But I thought they were AGAINST brassieres (which shows how little I know)

Did anyone else do a double-take this morning upon reading the news about the woman who was extremely indignant about the scrutiny she received after the underwire in her full-figure bra set off the metal detector?

No, there weren’t any pictures. And yes, I thought of Jane Russell, too, but that’s probably unfair either to Nancy Kates (the lady in question) or Ms. Russell…. Anyway, back to the subject at hand… Hey! Boys! Over this way… Pay attention…

Ms. Kates said she would "talk to her family lawyer as well as the American Civil Liberties Union
and the National Organization for Women and decide how to pursue the
incident."

The ACLU I can understand. But isn’t the NOW historically opposed to bra-wearing? Or am I remembering that wrong? Maybe so.

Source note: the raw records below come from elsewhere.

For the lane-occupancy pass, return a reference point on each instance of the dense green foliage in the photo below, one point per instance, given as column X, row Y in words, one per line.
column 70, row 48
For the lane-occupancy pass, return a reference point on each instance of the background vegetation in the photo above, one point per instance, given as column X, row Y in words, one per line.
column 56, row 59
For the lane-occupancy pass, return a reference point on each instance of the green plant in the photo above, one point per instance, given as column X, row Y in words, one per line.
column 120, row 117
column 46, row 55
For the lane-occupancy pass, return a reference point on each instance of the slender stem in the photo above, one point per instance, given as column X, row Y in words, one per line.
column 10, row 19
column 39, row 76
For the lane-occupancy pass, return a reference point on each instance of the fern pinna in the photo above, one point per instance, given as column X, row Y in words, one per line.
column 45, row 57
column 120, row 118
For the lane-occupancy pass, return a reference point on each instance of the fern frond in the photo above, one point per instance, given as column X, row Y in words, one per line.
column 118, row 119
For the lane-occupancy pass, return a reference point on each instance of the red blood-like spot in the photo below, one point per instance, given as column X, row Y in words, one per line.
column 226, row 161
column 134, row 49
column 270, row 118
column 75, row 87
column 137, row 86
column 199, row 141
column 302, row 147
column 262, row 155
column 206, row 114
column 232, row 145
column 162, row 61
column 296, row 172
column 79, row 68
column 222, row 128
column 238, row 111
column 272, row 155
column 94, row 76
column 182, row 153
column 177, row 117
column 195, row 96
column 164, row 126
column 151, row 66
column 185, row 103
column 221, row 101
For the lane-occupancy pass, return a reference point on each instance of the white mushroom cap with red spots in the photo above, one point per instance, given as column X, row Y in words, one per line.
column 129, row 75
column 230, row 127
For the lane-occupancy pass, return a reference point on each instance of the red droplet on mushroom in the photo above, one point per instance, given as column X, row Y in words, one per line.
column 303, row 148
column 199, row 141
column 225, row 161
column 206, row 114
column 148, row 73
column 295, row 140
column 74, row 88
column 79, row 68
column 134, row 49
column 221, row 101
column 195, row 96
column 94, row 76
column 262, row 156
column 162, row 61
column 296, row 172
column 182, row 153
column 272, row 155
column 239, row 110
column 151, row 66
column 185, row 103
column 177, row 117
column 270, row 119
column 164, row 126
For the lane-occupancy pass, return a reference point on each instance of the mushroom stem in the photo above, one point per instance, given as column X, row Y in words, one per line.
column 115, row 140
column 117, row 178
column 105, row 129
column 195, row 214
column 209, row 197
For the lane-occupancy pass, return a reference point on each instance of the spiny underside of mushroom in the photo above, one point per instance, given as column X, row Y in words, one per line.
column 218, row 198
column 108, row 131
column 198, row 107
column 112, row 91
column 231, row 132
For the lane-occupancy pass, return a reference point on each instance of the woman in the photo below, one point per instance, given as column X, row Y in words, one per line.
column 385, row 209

6 thoughts on “But I thought they were AGAINST brassieres (which shows how little I know)

  1. Doug Ross

    >Or am I remembering that wrong?
    I think it just may be a mammary problem.
    (doing my best Southern drawl..)

  2. Richard L. Wolfe

    I think she has a good case. After all they didn’t target all the men who were wearing bras.

  3. Caitlin S.

    According to NOW’s Web site:
    “In September 1968, New York NOW members and other women’s liberation activists picketed the Miss America pageant in Atlantic City, New Jersey, and though no bras were actually burned that day (some were thrown into a trash can), this is the event from which the myth of the bra burners evolved.”
    NOW’s so-called historic opposition to bra wearing, then, ought to be understood as a symbolic feminist statement against the misogynist beauty culture that judges women on the basis of their physicality rather than their intellect.
    Of course, this “opposition” to bra wearing bears no relevance to Ms. Kates’ case – in which she was unnecessarily humiliated and surveilled – effectively rendering Mr. Warthen’s patronizing barb (“But isn’t the NOW historically opposed to bra-wearing?”) moot.

  4. Mike Cakora

    Heck, ever since civil engineer and knitting hobbyist Otto Titzling invented the durn things, brassieres have been nothing but trouble: Women complain that they can’t find one that’s comfortable and make’s ‘em look good, and men have, er, been confounded by them in more ways than one.
    That poor woman could have sent a clear message by burning her bra right there at the TSA screening station, but the screeners probably took away her lighter too.

  5. Suzanne M

    This happens to me every time I fly. Is it annoying? Yes! Usually it’s not humiliating because there’s a woman there to scan my bra and you can always joke to the guys that they should at least buy you dinner first.